The post-COVID growth strategy will be defined by the following levers:

  1. Resilience: The post-COVID business landscape has been characterized by fluctuating demand and phases of uncertainty across the value chain. Resilience will therefore find a paramount focus in the post-COVID business plan, and most lines of products will fail to beat the competition in the absence of a resilient operating model.
  2. Speed of response: FMCG or energy, banking and finance, or automotive – the post-COVID customer is a digital-savvy one, who expects near-instantaneous responses from all businesses. To achieve such a state, most enterprises will need to undergo accelerated digital transformations that bring responsiveness to the entire operations through new-age use-cases of digital technologies.
  3. Engagement: Engaging with the customers calls for a stellar customer experience across all channels and platforms that informs all stages of the journey – from awareness to post-sales service. For this, enterprises must leverage the footprints that the customers leave in their interactions with the brand across channels, and weave engaging content to customize the experience through high-precision intelligence and predictive capabilities.
  4. Zero-Ops & scalability: The post COVID-19 business model needs to innovate and iterate rapidly in order to remain competitive and be able to scale. This requires businesses to minimize the spend on their operations – in other words, digital technologies like RPA and AI must power the greater part of day-to-day operations, while the workforce focuses on driving customer centricity levels higher through empathy and innovation. Lastly, supply chain operations must be reinvented  to achieve greater visibility upstream and downstream, in addition to business-level moves like diversification of supply and outsourcing of peripheral functions like logistics and managed services to trustworthy partners.

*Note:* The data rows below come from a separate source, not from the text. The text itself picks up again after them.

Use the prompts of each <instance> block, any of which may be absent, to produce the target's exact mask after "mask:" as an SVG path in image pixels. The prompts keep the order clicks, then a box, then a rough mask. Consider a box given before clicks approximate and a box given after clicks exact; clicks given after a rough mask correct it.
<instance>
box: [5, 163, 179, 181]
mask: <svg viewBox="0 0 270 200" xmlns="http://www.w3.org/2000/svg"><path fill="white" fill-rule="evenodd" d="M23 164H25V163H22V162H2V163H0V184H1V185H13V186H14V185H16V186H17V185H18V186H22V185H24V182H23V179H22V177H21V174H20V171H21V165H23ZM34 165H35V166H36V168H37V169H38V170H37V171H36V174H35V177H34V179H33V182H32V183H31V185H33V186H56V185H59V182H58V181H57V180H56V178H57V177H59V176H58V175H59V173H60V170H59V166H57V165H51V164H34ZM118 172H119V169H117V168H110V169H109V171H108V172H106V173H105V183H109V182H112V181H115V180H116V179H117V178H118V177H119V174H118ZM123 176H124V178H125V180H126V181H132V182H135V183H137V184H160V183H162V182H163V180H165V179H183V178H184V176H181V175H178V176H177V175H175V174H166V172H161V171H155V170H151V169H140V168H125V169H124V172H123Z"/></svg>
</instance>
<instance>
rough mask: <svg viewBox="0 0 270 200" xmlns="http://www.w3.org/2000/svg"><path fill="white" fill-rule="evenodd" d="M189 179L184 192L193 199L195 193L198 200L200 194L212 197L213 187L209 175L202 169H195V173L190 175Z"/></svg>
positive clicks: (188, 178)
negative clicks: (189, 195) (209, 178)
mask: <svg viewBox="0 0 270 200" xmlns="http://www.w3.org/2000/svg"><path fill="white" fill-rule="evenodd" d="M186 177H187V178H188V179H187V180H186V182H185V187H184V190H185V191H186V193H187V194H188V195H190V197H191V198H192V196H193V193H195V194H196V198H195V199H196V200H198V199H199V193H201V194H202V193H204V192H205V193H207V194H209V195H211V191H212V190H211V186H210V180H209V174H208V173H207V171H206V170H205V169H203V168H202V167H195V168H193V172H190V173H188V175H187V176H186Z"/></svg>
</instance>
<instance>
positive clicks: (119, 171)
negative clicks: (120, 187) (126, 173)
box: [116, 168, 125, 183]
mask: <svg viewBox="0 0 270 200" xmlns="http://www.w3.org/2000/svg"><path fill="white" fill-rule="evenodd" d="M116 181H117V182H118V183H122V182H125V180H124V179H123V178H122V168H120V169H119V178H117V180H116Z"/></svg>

Most of these approaches are underlined by high-investment undertakings. In a financially strained enterprise, these moves therefore need to be prioritized by their impact on the bottom-line – in other words, high-RoI moves must be mixed with those that aim for a significant cost-takeout. A progressive approach will therefore remain the key to achieving a level of competitiveness that helps businesses thrive in a challenging and constantly evolving environment.

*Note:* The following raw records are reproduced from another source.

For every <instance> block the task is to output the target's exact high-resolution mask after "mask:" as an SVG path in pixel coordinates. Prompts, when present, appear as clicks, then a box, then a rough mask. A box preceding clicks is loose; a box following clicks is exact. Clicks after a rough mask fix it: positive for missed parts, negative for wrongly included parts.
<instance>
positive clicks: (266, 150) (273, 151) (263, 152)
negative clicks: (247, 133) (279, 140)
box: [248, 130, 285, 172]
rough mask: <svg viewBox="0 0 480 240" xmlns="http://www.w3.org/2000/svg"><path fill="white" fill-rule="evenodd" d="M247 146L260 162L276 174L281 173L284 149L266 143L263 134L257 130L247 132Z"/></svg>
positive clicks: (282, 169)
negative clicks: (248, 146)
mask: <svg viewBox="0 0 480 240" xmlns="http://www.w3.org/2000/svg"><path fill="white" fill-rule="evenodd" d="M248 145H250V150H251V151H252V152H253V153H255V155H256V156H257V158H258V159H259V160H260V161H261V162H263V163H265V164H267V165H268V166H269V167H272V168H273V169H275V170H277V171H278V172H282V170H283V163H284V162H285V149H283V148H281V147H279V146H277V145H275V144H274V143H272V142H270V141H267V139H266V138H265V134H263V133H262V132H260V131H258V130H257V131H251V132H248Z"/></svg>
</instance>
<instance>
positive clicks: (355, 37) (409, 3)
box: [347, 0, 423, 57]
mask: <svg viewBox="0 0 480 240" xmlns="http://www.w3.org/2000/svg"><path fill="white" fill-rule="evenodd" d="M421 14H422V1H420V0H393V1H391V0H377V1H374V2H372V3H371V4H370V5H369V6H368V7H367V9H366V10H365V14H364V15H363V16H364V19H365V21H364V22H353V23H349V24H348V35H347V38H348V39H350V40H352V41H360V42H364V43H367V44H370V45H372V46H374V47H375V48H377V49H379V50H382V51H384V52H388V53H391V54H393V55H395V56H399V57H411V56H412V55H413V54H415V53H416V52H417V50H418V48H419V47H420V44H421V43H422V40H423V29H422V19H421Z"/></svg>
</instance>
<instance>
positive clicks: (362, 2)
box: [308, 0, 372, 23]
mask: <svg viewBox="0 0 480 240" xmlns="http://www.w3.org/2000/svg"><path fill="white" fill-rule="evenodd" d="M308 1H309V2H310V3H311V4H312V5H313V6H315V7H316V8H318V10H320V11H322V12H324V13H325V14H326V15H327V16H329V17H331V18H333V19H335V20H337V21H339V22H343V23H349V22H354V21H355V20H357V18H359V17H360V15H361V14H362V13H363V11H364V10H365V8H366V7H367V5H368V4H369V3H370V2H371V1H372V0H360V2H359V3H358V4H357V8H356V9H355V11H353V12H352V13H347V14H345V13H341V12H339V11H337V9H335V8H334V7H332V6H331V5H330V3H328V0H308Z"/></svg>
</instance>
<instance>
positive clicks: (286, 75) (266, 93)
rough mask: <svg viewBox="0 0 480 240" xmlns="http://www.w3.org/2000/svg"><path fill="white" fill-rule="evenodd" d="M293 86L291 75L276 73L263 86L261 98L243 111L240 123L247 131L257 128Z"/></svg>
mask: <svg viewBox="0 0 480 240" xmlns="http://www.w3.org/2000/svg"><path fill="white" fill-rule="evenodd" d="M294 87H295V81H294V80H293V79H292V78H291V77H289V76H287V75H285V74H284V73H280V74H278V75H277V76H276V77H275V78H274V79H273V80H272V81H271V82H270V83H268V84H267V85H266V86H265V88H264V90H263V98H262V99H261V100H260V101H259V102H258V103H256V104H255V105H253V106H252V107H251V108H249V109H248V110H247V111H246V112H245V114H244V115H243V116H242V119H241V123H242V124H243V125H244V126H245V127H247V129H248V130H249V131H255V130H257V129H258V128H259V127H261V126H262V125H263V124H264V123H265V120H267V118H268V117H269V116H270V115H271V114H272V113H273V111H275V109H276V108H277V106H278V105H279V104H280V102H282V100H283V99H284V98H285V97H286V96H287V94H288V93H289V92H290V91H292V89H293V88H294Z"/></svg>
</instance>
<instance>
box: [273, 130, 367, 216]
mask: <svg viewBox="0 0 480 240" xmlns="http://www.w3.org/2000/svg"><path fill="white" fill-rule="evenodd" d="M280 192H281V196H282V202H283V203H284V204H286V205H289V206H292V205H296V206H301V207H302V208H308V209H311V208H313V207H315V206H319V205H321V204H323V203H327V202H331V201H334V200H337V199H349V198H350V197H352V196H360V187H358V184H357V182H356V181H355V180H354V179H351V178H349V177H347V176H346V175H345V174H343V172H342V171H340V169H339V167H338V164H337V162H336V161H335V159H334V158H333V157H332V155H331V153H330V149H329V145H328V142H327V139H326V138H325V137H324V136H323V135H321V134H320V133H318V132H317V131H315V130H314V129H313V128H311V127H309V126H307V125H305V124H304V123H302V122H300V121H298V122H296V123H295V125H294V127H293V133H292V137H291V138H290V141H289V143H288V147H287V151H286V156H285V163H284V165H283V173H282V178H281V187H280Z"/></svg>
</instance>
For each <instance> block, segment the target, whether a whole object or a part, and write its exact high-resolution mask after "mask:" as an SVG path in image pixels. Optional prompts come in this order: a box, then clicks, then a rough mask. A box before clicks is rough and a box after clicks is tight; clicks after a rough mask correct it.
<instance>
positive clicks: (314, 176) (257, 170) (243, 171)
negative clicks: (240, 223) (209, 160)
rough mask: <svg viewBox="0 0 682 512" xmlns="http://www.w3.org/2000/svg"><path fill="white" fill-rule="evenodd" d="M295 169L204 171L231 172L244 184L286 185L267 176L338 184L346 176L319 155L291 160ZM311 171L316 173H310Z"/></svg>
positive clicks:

What next? A dynamic strategy process

Lastly, the post-COVID business vision and growth strategy is a dynamic one, and this must be reflected in the boardroom. In other words, businesses can no longer rely on yearly strategic reviews but need to continuously review and adjust their approach. Leadership post COVID-19 must proactively usher a startup culture to bring the boardroom up to the speed of evolution of the business environment, customer behaviors, and technological advancements.

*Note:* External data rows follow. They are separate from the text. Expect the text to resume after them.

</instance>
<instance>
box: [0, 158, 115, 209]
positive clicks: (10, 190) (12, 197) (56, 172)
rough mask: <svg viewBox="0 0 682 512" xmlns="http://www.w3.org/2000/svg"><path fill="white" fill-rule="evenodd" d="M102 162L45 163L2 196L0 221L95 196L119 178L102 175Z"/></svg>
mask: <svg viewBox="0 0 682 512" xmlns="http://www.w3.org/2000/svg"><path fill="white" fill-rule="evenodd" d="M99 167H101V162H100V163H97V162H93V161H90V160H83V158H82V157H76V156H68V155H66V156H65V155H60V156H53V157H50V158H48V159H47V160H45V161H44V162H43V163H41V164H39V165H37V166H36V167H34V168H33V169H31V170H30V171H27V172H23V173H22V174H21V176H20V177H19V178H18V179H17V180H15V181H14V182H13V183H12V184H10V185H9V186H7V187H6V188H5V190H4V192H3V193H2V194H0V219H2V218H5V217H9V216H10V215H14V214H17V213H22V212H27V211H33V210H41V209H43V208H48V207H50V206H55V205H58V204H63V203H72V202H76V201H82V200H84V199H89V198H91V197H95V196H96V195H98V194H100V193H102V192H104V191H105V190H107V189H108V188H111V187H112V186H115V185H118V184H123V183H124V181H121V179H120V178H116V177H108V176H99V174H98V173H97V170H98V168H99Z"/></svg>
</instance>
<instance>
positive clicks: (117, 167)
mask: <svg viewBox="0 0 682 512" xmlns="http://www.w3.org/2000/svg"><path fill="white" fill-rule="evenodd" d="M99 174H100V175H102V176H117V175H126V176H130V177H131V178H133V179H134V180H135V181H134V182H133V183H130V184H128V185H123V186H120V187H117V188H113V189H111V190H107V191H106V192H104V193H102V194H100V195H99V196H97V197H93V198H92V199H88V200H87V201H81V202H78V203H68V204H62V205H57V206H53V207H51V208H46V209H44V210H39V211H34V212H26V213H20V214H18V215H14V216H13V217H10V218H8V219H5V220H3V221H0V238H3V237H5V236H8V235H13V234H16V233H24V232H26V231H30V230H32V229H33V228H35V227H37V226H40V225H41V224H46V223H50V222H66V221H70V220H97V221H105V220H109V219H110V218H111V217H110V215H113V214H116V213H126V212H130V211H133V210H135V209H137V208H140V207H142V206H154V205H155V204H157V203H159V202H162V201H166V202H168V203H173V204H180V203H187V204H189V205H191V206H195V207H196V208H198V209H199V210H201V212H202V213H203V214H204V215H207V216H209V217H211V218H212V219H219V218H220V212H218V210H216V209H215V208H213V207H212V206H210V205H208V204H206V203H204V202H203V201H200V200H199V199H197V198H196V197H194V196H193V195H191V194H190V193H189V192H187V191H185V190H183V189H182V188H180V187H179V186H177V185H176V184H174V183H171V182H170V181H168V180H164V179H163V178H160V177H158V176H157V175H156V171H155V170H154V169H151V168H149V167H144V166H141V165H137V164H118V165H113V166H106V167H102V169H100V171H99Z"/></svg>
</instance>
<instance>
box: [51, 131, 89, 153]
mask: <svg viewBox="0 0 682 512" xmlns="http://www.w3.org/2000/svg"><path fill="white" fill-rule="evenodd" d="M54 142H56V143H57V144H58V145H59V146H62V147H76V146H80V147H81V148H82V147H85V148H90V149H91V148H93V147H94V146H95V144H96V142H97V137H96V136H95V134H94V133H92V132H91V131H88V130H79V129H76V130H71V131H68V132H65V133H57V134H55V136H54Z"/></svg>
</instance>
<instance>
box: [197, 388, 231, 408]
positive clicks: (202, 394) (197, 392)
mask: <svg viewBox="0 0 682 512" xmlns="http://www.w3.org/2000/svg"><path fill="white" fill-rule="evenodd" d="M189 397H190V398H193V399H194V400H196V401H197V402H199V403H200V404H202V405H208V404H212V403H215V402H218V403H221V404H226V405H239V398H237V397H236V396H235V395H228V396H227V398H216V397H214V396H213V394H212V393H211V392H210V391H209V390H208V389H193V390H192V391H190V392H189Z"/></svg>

The stakes are high, and the business strategy post COVID-19 must acknowledge this fact to envision change in a state of urgency, and at pace. In fact, organizations have achieved over 75% growth through strategic portfolio moves like partnerships and mergers, while many are driving 90%+ performance gains through rapid digital transformation. Time to set the wheels into motion, and to reinvent the business with a post-COVID vision and strategy.